I watched Dad persevere in suffering. Only those who have experienced severe depression understand the indescribable darkness he battled. My own experiences of depression (low grade compared to his) have increased my respect for him greatly. He battled valiantly. I know at times he fought the temptation to end it all. But he didn’t surrender. Out of love for God, his wife, and his family, he endured.
I watched Dad resist self-pity. I never heard him complain. When I would ask him how he was doing, he was humbly honest about difficulties he faced, but never in a way that telegraphed self-pity or solicited mine.

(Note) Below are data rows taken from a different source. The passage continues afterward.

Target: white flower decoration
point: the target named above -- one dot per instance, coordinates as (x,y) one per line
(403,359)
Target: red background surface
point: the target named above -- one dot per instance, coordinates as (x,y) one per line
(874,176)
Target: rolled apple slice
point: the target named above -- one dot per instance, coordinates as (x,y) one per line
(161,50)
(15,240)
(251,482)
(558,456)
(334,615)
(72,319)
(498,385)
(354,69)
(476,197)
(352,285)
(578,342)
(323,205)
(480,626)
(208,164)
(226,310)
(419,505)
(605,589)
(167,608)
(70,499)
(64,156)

I watched Dad model faithfulness. He did not reject or express bitterness toward God because of his affliction. When his health permitted, he faithfully continued to worship at his local church. And I have priceless memories of Dad expressing his longings for heaven, when he would at last be whole and free to enjoy all that God prepared for those who love him.
And I saw in Dad — and Mom — deeper dimensions of what it means to love. Among the most beautiful things I’ve ever witnessed is the steadfast covenant love Dad and Mom extended to each other over the three decades following that devastating episode in 1979. Both suffered due to Dad’s illness, each in different ways. Life and marriage did not turn out as they envisioned when they married in 1954. But they stayed together, for better and worse, in sickness and in health, and determined to love each other, which at times called for steely resolve, desperate prayers, and deep faith in Jesus.

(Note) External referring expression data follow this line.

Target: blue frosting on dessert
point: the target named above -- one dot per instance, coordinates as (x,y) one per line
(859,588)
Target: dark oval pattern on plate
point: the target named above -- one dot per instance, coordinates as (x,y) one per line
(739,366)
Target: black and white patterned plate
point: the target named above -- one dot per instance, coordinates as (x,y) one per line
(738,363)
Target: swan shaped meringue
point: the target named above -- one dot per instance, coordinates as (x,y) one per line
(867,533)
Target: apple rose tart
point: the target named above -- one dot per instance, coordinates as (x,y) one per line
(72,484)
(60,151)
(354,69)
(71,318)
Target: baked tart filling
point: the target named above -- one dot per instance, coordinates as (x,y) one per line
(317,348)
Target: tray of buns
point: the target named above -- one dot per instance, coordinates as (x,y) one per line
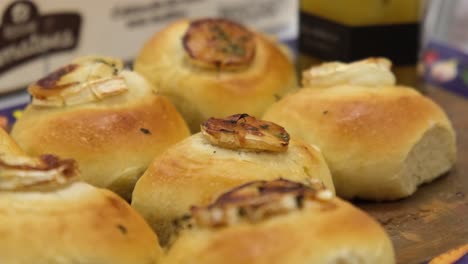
(210,150)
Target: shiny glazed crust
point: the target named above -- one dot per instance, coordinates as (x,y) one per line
(200,93)
(343,234)
(194,172)
(76,223)
(369,136)
(113,140)
(8,145)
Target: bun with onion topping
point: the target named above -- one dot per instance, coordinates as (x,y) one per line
(8,145)
(279,222)
(380,140)
(105,117)
(228,152)
(215,67)
(48,217)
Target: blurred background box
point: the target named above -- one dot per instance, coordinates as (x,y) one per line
(38,36)
(350,30)
(444,56)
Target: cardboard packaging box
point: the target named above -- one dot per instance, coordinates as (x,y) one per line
(38,36)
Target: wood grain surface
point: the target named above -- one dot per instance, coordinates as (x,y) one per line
(435,218)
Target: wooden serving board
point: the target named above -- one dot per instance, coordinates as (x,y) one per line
(435,218)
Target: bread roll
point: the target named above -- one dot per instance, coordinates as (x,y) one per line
(8,145)
(229,152)
(371,72)
(380,143)
(280,222)
(215,67)
(105,117)
(48,217)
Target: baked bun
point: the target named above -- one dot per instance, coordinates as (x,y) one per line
(215,67)
(105,117)
(50,218)
(372,72)
(227,153)
(279,222)
(8,145)
(380,143)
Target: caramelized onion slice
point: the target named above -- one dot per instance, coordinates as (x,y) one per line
(242,131)
(259,200)
(87,79)
(18,172)
(219,43)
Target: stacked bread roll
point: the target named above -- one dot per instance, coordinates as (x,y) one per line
(107,118)
(215,68)
(48,217)
(380,140)
(273,222)
(243,189)
(227,153)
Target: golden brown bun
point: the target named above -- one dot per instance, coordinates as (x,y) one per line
(57,220)
(452,256)
(113,139)
(77,224)
(380,143)
(200,93)
(8,145)
(332,233)
(195,171)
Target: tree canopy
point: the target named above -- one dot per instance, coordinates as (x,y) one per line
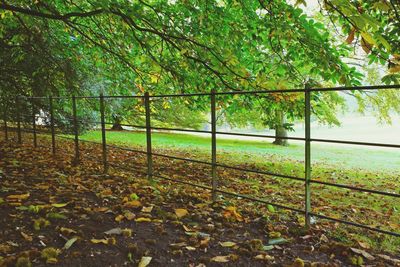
(128,47)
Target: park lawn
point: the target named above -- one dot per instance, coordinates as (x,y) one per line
(356,166)
(341,156)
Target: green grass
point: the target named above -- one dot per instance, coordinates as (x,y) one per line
(356,166)
(341,156)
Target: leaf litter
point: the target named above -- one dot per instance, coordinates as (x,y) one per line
(158,224)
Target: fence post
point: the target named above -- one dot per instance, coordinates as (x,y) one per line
(18,107)
(5,121)
(103,133)
(148,137)
(34,125)
(307,114)
(213,147)
(75,120)
(53,136)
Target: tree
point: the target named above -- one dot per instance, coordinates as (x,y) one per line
(124,47)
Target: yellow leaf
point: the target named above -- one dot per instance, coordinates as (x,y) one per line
(144,261)
(98,241)
(142,219)
(133,204)
(147,209)
(119,218)
(129,215)
(231,212)
(221,259)
(26,237)
(181,212)
(17,197)
(227,244)
(108,241)
(59,205)
(68,231)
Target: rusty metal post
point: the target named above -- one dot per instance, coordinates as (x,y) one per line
(103,133)
(307,114)
(53,135)
(76,130)
(148,137)
(34,124)
(213,147)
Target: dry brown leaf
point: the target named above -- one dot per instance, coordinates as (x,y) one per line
(363,253)
(221,258)
(181,212)
(133,204)
(144,261)
(142,219)
(26,237)
(264,257)
(231,212)
(227,244)
(18,197)
(119,218)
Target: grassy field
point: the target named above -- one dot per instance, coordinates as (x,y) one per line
(355,166)
(358,166)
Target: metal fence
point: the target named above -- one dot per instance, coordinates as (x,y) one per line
(213,187)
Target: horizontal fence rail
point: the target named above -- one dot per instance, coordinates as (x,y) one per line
(17,124)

Mom in particular lived out a beautiful sacrificial love for Dad, tenderly caring for him for the rest of his life. And Dad loved her for it. Few had the privilege to see what a wonder this was. I was privileged beyond measure.
I Remember
Life is hard. Brains can be just as defective as hearts, hands, legs, and livers. Dad, like many fathers, suffered in ways beyond his illness. He suffered the indignity of losing the capacity to be the kind of husband, father, and grandfather he wanted to be.

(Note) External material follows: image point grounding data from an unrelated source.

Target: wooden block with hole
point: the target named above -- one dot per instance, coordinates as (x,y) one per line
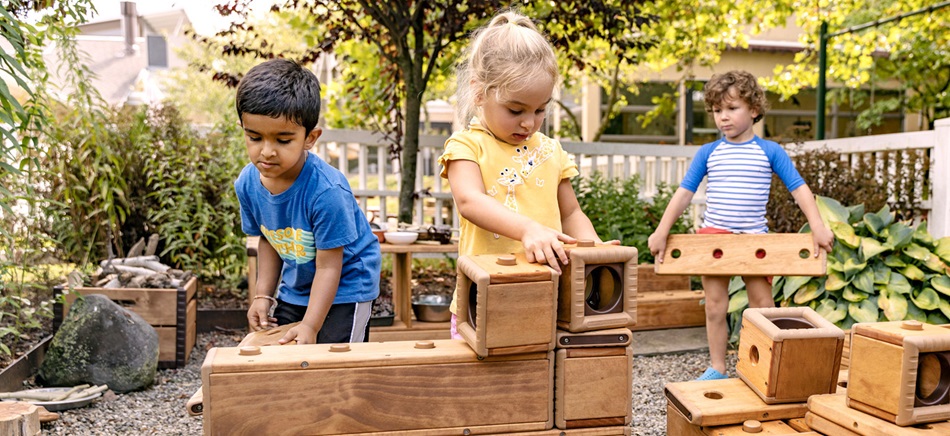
(505,304)
(598,288)
(787,254)
(725,402)
(425,387)
(787,354)
(830,414)
(593,379)
(900,371)
(172,311)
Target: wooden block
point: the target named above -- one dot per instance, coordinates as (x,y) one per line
(593,386)
(432,387)
(723,402)
(787,354)
(506,309)
(670,309)
(834,409)
(173,313)
(598,288)
(788,254)
(900,371)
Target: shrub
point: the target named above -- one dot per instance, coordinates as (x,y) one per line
(618,213)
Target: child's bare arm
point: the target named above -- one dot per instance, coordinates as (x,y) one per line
(541,244)
(822,236)
(678,204)
(326,281)
(269,266)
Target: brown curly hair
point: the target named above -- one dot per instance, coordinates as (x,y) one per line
(744,83)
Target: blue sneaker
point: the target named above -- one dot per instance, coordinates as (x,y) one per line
(712,374)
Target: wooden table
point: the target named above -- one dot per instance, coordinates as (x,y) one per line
(403,327)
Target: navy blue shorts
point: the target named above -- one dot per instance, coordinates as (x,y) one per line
(345,322)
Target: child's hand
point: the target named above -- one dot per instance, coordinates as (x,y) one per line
(657,244)
(546,246)
(302,333)
(258,315)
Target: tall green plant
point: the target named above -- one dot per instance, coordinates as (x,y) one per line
(617,211)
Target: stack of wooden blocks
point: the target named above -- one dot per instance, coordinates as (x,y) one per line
(542,354)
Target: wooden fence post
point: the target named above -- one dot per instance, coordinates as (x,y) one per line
(938,222)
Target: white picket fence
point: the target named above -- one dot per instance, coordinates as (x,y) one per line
(364,157)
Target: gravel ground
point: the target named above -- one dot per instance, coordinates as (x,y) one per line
(160,410)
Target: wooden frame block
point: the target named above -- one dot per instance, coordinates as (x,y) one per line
(833,409)
(424,388)
(173,312)
(507,307)
(724,402)
(598,289)
(593,383)
(787,254)
(900,371)
(787,354)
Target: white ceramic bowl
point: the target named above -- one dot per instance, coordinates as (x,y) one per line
(401,238)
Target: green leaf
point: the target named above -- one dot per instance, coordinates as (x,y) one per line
(927,299)
(738,302)
(865,311)
(808,293)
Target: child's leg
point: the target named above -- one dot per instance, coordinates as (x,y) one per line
(346,322)
(759,290)
(717,330)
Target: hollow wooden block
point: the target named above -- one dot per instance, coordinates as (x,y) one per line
(506,309)
(830,414)
(598,288)
(787,254)
(900,371)
(787,354)
(593,375)
(724,402)
(425,387)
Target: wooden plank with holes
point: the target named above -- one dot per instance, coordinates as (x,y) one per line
(787,254)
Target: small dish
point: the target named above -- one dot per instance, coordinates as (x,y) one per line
(401,238)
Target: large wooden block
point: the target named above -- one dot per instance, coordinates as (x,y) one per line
(598,289)
(724,402)
(593,379)
(426,387)
(900,371)
(787,354)
(787,254)
(506,305)
(172,311)
(830,414)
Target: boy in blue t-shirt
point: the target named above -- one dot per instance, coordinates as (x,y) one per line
(317,253)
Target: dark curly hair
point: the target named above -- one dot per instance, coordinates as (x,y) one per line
(744,83)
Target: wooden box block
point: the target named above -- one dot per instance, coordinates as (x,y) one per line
(598,289)
(788,254)
(505,304)
(425,387)
(830,414)
(724,402)
(173,313)
(787,354)
(900,371)
(593,382)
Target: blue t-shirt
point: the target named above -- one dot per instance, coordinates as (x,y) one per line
(317,212)
(739,179)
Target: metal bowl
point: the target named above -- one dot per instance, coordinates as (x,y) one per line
(432,308)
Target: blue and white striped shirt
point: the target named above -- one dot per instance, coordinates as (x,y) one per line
(739,177)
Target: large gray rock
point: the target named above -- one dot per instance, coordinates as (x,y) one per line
(99,343)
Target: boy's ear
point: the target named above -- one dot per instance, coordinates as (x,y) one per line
(312,137)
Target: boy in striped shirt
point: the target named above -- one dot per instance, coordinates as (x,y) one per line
(738,168)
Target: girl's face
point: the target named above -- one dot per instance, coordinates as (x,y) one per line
(513,118)
(734,118)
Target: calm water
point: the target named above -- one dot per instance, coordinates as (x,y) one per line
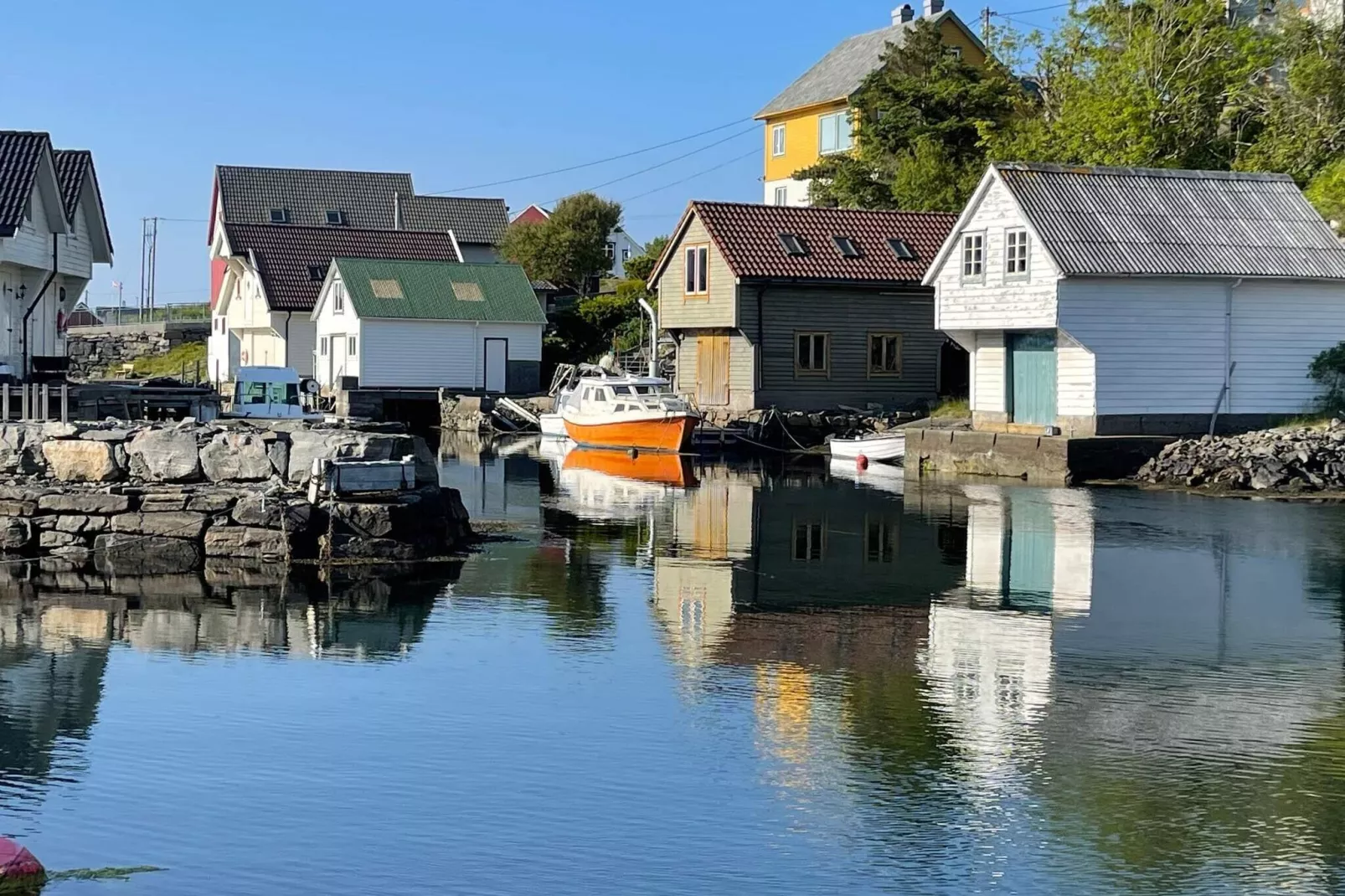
(727,678)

But his formative impact on me by no means ended when the worst of his affliction struck. His example of perseverance, faithfulness, and love are just a few of the ways he continued to shape my character and prepare me to face my own bewildering afflictions.
Though the days of childhood have now long since passed by,
I still see you clearly in my memory’s eye,
And I remember, Dad,
I remember . . .
The constant love I felt from you,
The disciplining grace,
The ear I told my dreaming to,
The pleasant, patient face,
The faith that did not die despite the dark of your disgrace:
You shaped my young world.
In June 2010, one last disease brought Dad’s earthly sojourn to an end. Now he knows fully what he knew only in part (1 Corinthians 13:12). Now he is whole and free to enjoy all that God prepared for him. The lyrics I’ve woven throughout are from the song I wrote and sang for his funeral. I wish I would have written and sung them to him before he died.
But I do remember. I remember how he ran over that hill to rescue his frightened, lost little boy. I remember how profoundly he filled and shaped my young world. But even more profoundly, I remember the strengths that manifested in him because of his weaknesses. His influence didn’t die when he no longer was able to be what he was when I was young. And it didn’t die when he did. I am still learning from him. My admiration and respect for him has only increased as I’ve aged.
To fathers who have suffered in ways that seem to have robbed them of being the kind of father they desperately wish they could be, and who perhaps experience Father’s Day as a painful (or shameful) reminder, I say this: Don’t underestimate the powerful influence a debilitated father can have on his children. Remember, even in the worst of times, that God’s grace will be sufficient for you — in ways you may not yet see and perhaps may not live to see. Steward your weaknesses as faithfully as you’re able. For there are dimensions of God’s power that manifest most clearly to fallen people, like me, through your weakness (2 Corinthians 12:9).